How should I go about this challenge

time_machine.py
import datetime

starter = datetime.datetime(2015, 10, 21, 16, 29)

# Remember, you can't set "years" on a timedelta!
# Consider a year to be 365 days.

## Example
# time_machine(5, "minutes") => datetime(2015, 10, 21, 16, 34)

4 Answers

Jeff Muday
MOD
Jeff Muday
Treehouse Moderator 28,722 Points

A typo crept into your code with a parenthesis... see solution below.

The variable delta is the generic timedelta. Also, years is not a parameter of timedelta so we have to use the trick of converting years into days.

days = x * 365

change hourdelta to delta

change daydelta to delta

change yeardelta to delta

This solution below will work

import datetime

starter = datetime.datetime(2015, 10, 21, 16, 29)

# Remember, you can't set "years" on a timedelta!
# Consider a year to be 365 days.

## Example
# time_machine(5, "minutes") => datetime(2015, 10, 21, 16, 34)

def time_machine(x, time_unit):
# The line above is where the syntax error is

    if time_unit == "minutes":
        # this is how to compute a time "delta" for minutes
        delta = datetime.timedelta(minutes=x)

    if time_unit == "hours":
        delta = datetime.timedelta(hours=x)

    if time_unit == "days":
        delta = datetime.timedelta(days=x)

    if time_unit == "years":
        # here is the tricky part, timedelta doesn't support years parameter
        # so we convert it to days (e.g. 365 days in a year)
        x =  x * 365
        delta = datetime.timedelta(days=x)


    # return the value of the starting date and a delta
    return starter + delta                  

A simple solution for this problem is to first check if the string is 'years' and if so change the string to 'days' since timedelta will not except years as an argument. Then multiply the integer by 365 to get the equivalent number of days for the given number of years. Finally, return the duration as the difference of the starter datetime and the timedelta of the string and integer passed to the method as a literal dictionary with the ** prefix operator to unpack the dictionary.

import datetime

starter = datetime.datetime(2015, 10, 21, 16, 29)

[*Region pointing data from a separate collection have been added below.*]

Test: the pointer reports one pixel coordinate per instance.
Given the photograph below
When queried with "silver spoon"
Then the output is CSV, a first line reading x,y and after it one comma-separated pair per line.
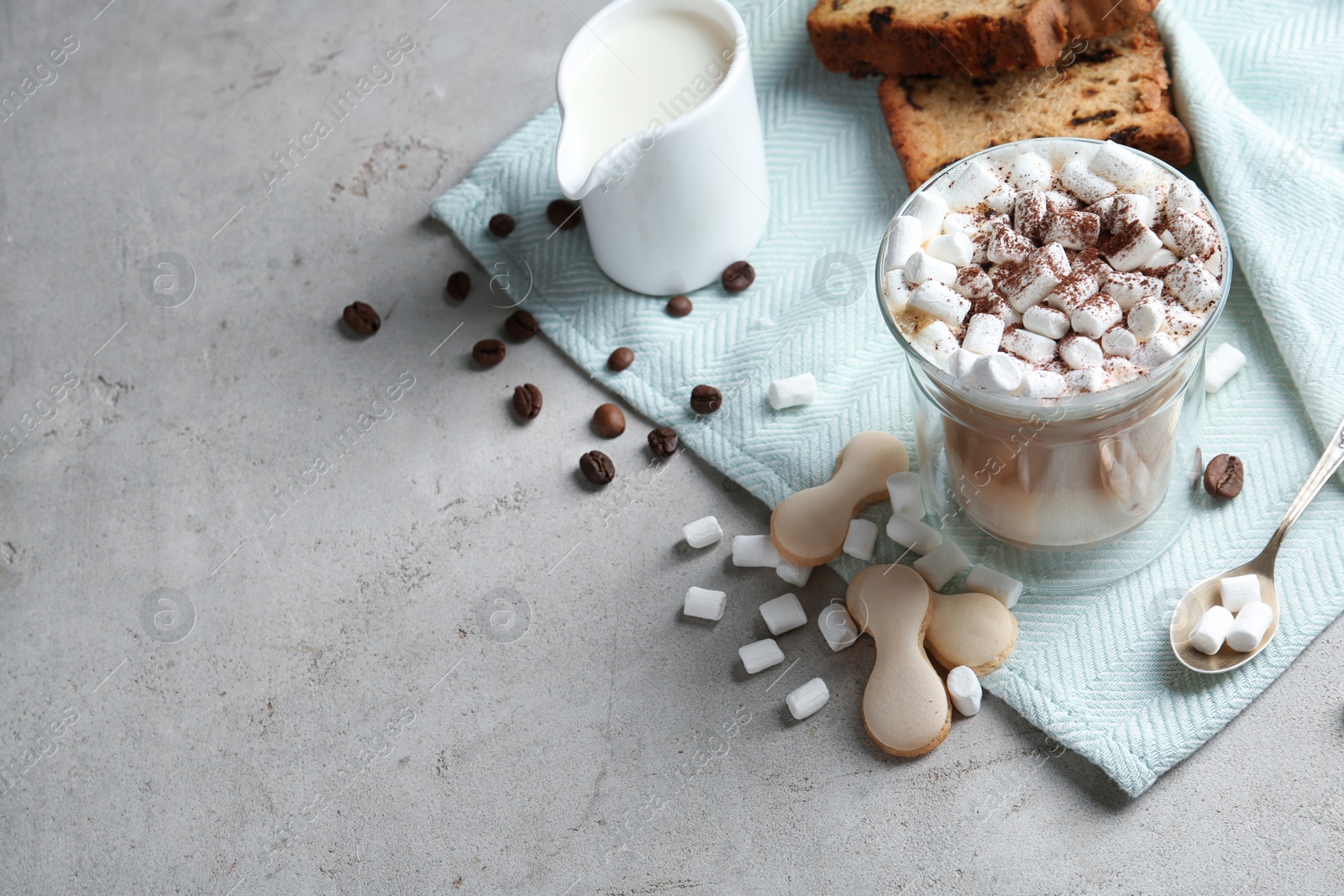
x,y
1207,594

def time_machine(integer, string):
    if string == 'years':
        string = 'days'
        integer *= 365
    return starter + datetime.timedelta(**{string: integer})
Jeff Muday
MOD
Jeff Muday
Treehouse Moderator 28,722 Points

This is an interesting challenge-- they want you to create a function that returns a NEW Python datetime type based on a number and a string which represents a unit of time (e.g. minutes, hours, days, years).

You should refer to the documentation on datetime to learn more:

https://docs.python.org/3/library/datetime.html

There are a number of different ways to do this. There are some really compact solutions, but I am trying to keep it simple.

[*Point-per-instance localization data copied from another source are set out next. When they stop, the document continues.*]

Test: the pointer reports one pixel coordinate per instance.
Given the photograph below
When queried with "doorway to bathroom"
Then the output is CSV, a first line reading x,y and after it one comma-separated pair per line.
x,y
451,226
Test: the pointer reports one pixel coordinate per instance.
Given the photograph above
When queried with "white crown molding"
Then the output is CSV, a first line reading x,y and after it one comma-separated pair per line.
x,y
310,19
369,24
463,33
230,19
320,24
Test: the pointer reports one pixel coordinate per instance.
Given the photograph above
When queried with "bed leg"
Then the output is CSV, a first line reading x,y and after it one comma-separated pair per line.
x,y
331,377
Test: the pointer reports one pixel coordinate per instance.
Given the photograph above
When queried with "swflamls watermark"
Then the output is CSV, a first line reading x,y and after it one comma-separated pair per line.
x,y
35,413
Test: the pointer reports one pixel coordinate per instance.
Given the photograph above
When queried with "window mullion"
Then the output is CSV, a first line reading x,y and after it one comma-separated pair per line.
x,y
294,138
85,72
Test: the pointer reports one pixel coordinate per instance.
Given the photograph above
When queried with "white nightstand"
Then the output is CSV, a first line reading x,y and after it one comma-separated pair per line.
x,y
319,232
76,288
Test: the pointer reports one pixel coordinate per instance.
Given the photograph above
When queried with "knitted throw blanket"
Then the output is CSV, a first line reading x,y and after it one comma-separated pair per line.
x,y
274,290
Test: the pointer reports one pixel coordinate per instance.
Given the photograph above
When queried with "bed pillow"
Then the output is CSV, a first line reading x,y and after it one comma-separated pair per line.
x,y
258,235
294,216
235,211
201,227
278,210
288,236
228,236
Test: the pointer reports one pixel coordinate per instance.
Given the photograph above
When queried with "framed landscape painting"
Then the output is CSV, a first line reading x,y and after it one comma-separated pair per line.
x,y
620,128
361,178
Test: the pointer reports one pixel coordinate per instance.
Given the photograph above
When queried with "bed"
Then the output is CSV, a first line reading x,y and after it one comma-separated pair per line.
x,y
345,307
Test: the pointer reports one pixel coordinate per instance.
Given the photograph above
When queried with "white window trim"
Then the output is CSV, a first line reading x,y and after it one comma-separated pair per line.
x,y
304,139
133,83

BELOW IS NOT A COMPLETE SOLUTION, BUT A SUGGESTION

def time_machine(x, time_unit):

    if time_unit == "minutes":
        # this is how to compute a time "delta" for minutes
        delta = datetime.timedelta(minutes=x)

    if time_unit == "hours":
        # you fill in the code to make this work
        pass

    if time_unit == "days":
        # you fill in the code to make this work
        pass

    if time_unit == "years":
        # this is the tricky one, since years must be converted to days
        pass

    # return the value of the starting date and a delta
    return starter + delta

Hi Jeff! Thank you for your assistance but for some reason, I am given a syntax error.

import datetime

starter = datetime.datetime(2015, 10, 21, 16, 29

def time_machine(x, time_unit):
# The line above is where the syntax error is

    if time_unit == "minutes":
        # this is how to compute a time "delta" for minutes
        delta = datetime.timedelta(minutes=x)

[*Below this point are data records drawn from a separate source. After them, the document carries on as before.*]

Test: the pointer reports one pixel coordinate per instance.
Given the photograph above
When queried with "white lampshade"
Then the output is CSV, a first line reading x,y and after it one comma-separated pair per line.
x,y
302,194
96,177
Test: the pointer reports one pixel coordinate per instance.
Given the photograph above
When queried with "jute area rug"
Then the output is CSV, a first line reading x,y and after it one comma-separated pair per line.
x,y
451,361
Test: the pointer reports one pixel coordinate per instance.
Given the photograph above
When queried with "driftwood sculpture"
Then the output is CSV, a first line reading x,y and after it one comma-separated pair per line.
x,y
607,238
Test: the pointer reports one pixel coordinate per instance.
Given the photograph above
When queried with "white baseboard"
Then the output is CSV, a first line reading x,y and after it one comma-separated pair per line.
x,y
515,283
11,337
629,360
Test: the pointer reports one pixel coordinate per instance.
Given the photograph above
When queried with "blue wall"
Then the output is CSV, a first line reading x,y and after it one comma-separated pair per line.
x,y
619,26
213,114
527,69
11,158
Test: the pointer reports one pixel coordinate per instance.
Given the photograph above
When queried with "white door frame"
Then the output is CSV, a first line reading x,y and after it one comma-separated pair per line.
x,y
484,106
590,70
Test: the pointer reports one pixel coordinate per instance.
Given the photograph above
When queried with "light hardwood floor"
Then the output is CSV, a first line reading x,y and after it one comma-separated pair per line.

    if time_unit == "hours":
        hourdelta = datetime.timedelta(hours=x)

    if time_unit == "days":
        daydelta = datetime.timedelta(days=x)

    if time_unit == "years":
        years = days * 365
        yeardelta = datetime.timedelta(years=x)


    # return the value of the starting date and a delta
    return starter + delta                            

# Remember, you can't set "years" on a timedelta!
# Consider a year to be 365 days.

## Example
# time_machine(5, "minutes") => datetime(2015, 10, 21, 16, 34)

I also feel a little lost in the recent challenges. So any guidance would be greatly appreciated.